Optional snow cluster to use for parallel execution.

dequant=T

If TRUE, adds a small (region of 1e-8) value to flow data to help break ties when binning.

Details

Takes a FlowSample and labels for the events in tube 1, and maps these to all other tubes.

Value

a BinnedFlowSample

Examples

data(amlsample)
tube1.expr <- exprs(tube.set(aml.sample)[[1]])
kmeans.res <- kmeans(tube1.expr, 100)
kmeans.labels <- kmeans.res$cluster

#Now create a binnedFlowExprSet using the cluster labels for tube 1
clustered.sample <- mapBinsKNN(aml.sample, kmeans.labels)
sort(table(bin.labels(clustered.sample)[[3]]))

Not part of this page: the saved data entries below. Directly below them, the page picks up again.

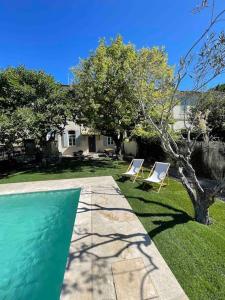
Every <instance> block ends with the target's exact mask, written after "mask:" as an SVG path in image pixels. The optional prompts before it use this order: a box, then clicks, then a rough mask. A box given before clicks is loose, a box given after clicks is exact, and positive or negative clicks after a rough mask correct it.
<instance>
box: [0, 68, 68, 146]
mask: <svg viewBox="0 0 225 300" xmlns="http://www.w3.org/2000/svg"><path fill="white" fill-rule="evenodd" d="M68 99H69V97H68V91H67V90H66V89H63V88H62V87H61V86H60V85H59V84H57V83H56V82H55V80H54V78H53V77H52V76H50V75H47V74H46V73H45V72H43V71H34V70H28V69H26V68H25V67H23V66H19V67H16V68H13V67H9V68H6V69H4V70H1V71H0V141H1V143H3V144H5V145H6V147H7V148H8V149H12V148H13V144H15V143H21V141H24V140H25V139H34V140H36V142H37V143H40V144H41V145H43V143H45V142H46V136H47V134H48V133H49V132H51V133H52V136H53V135H54V133H56V132H60V131H62V130H63V128H64V126H65V124H66V119H67V104H68V102H69V100H68Z"/></svg>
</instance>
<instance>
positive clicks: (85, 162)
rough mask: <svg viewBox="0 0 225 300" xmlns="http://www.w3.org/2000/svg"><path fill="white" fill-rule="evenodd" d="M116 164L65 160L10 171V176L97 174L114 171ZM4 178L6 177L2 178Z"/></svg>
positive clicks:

quantileNormalise normalise binning paramaters across all tubes of a flowSample

Description

Since the binning parameters are the same across tubes, and samples each tube is an aliquot from the same sample, these should have the same underlying distribution. Hence, quantile normalisation can be used to force this to be so, removing technical variation.

Examples

data(amlsample)
normed.sample <- quantileNormalise(aml.sample)
qnorm.check <- checkQNorm(aml.sample, normed.sample, do.plot=FALSE)
show(qnorm.check)

Remove bins from a BinnedFlowSample with few events in them

Description

Remove bins from a BinnedFlowSample with few events in them

Arguments

object

the BinnedFlowSample to act on

cutoff.prop=NULL

the minimum proportion that a bin must contain to be kept. If NULL, only bins with no events in at least one tube will be removed.

Details

This is important to do prior to calculating bin expression, as bins containing 2 or less events, for, example, cannot have their median computed.

Value

a BinnedFlowSample with sparse bins removed


Methods to view flowBin objects

Description

Methods for function show in Package flowBin

Methods

signature(object = "BinnedFlowExprSet")

Show number of bins and samples for a BinnedFlowExprSet.

signature(object = "CVResult")

Show various statistics stored in a CVResult object.